Dissipative Closures for Statistical Moments, Fluid Moments, and Subgrid Scales in Plasma Turbulence

Stephen A. Smith (1997)

Thesis Advisor: Dr. Gregory W. Hammett

Closures are necessary in the study physical systems with large numbers of degrees of freedom when it is only possible to compute a small number of modes. The modes that are to be computed, the resolved modes, are coupled to unresolved modes that must be estimated. This thesis focuses on dissipative closures models for two problems that arises in the study of plasma turbulence: the fluid moment closure problem and the subgrid scale closure problem.

The fluid moment closures of Hammett and Perkins (1990) were originally applied to a one-dimensional kinetic equation, the Vlasov equation. These closures are generalized in this thesis and applied to the stochastic oscillator problem, a standard paradigm problem for statistical closures. The linear theory of the Hammett--Perkins closures is shown to converge with increasing numbers of moments.

A novel parameterized hyperviscosity is proposed for two-dimensional drift-wave turbulence. The magnitude and exponent of the hyperviscosity are expressed as functions of the large scale advection velocity. Traditionally hyperviscosities are applied to simulations with a fixed exponent that must be arbitrarily chosen. Expressing the exponent as a function of the simulation parameters eliminates this ambiguity.

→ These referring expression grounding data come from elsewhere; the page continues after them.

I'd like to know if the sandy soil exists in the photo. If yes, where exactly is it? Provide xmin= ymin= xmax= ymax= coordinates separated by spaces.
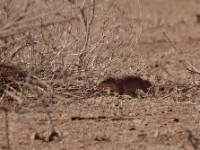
xmin=1 ymin=0 xmax=200 ymax=150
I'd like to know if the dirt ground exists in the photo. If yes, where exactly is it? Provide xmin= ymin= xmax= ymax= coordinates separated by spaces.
xmin=1 ymin=0 xmax=200 ymax=150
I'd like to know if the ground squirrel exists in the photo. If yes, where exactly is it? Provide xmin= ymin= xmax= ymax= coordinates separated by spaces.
xmin=0 ymin=64 xmax=27 ymax=96
xmin=97 ymin=76 xmax=153 ymax=96
xmin=0 ymin=64 xmax=27 ymax=78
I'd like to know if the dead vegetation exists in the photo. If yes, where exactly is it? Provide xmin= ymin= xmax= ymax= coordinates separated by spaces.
xmin=0 ymin=0 xmax=200 ymax=149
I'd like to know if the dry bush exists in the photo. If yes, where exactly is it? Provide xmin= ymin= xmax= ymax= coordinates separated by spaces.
xmin=0 ymin=0 xmax=146 ymax=107
xmin=0 ymin=0 xmax=145 ymax=147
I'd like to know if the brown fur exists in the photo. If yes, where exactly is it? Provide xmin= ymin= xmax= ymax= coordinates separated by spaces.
xmin=0 ymin=64 xmax=27 ymax=96
xmin=97 ymin=76 xmax=153 ymax=96
xmin=0 ymin=64 xmax=27 ymax=78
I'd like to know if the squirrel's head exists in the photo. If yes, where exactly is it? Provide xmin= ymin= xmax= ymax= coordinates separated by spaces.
xmin=97 ymin=77 xmax=116 ymax=88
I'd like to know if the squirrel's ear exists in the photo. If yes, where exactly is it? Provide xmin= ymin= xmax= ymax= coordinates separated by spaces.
xmin=102 ymin=80 xmax=106 ymax=83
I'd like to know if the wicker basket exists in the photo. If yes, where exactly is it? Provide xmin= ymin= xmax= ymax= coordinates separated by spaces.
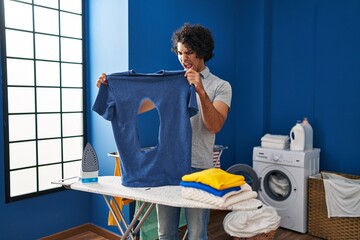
xmin=308 ymin=171 xmax=360 ymax=240
xmin=233 ymin=229 xmax=277 ymax=240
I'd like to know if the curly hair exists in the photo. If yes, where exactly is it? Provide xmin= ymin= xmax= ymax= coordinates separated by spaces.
xmin=171 ymin=23 xmax=214 ymax=62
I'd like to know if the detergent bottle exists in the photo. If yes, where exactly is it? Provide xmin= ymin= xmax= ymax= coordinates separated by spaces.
xmin=302 ymin=117 xmax=313 ymax=150
xmin=290 ymin=121 xmax=305 ymax=151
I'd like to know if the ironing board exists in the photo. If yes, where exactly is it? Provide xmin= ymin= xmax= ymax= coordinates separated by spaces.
xmin=55 ymin=176 xmax=262 ymax=240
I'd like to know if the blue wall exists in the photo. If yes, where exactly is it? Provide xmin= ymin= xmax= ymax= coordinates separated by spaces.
xmin=235 ymin=0 xmax=269 ymax=166
xmin=86 ymin=0 xmax=130 ymax=234
xmin=1 ymin=0 xmax=360 ymax=239
xmin=126 ymin=0 xmax=360 ymax=174
xmin=235 ymin=0 xmax=360 ymax=174
xmin=266 ymin=0 xmax=360 ymax=174
xmin=128 ymin=0 xmax=238 ymax=170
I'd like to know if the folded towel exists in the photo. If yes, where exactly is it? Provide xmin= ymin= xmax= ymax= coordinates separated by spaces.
xmin=181 ymin=168 xmax=245 ymax=190
xmin=181 ymin=186 xmax=257 ymax=207
xmin=322 ymin=172 xmax=360 ymax=218
xmin=182 ymin=182 xmax=252 ymax=201
xmin=261 ymin=141 xmax=290 ymax=150
xmin=261 ymin=134 xmax=290 ymax=144
xmin=179 ymin=181 xmax=241 ymax=197
xmin=223 ymin=205 xmax=280 ymax=238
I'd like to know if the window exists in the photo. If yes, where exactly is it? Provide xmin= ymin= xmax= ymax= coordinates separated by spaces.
xmin=1 ymin=0 xmax=85 ymax=202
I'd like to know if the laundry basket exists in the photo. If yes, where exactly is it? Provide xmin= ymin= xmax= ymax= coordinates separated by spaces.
xmin=308 ymin=171 xmax=360 ymax=240
xmin=233 ymin=230 xmax=277 ymax=240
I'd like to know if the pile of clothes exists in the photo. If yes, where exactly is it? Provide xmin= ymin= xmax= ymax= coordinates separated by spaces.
xmin=261 ymin=133 xmax=290 ymax=149
xmin=180 ymin=168 xmax=260 ymax=210
xmin=180 ymin=168 xmax=280 ymax=239
xmin=223 ymin=205 xmax=280 ymax=239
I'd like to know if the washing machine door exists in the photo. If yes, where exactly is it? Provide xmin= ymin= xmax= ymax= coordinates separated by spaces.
xmin=226 ymin=164 xmax=259 ymax=192
xmin=258 ymin=165 xmax=297 ymax=208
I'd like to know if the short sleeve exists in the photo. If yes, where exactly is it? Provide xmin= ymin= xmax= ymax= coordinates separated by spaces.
xmin=214 ymin=81 xmax=232 ymax=109
xmin=188 ymin=85 xmax=199 ymax=117
xmin=92 ymin=84 xmax=116 ymax=121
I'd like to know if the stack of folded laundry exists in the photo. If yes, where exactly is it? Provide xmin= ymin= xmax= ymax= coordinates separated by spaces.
xmin=180 ymin=168 xmax=260 ymax=210
xmin=261 ymin=133 xmax=290 ymax=149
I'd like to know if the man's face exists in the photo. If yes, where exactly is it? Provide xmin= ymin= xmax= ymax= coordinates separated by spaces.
xmin=177 ymin=42 xmax=205 ymax=72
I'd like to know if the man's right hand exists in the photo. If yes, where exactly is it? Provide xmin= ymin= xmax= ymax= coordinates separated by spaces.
xmin=96 ymin=73 xmax=107 ymax=88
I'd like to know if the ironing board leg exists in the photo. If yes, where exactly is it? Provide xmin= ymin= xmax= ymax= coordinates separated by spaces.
xmin=132 ymin=201 xmax=155 ymax=234
xmin=103 ymin=195 xmax=133 ymax=239
xmin=103 ymin=195 xmax=156 ymax=240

These functions are parameterized by comparing the hyperviscous dissipation to the subgrid dissipation calculated from direct numerical simulations. Tests of the parameterization demonstrate that it performs better than using no additional damping term or than using a standard hyperviscosity.

Heuristic arguments are presented to extend this hyperviscosity model to three-dimensional (3D) drift-wave turbulence where eddies are highly elongated along the field line. Preliminary results indicate that this generalized 3D hyperviscosity is capable of reducing the resolution requirements for 3D gyrofluid turbulence simulations.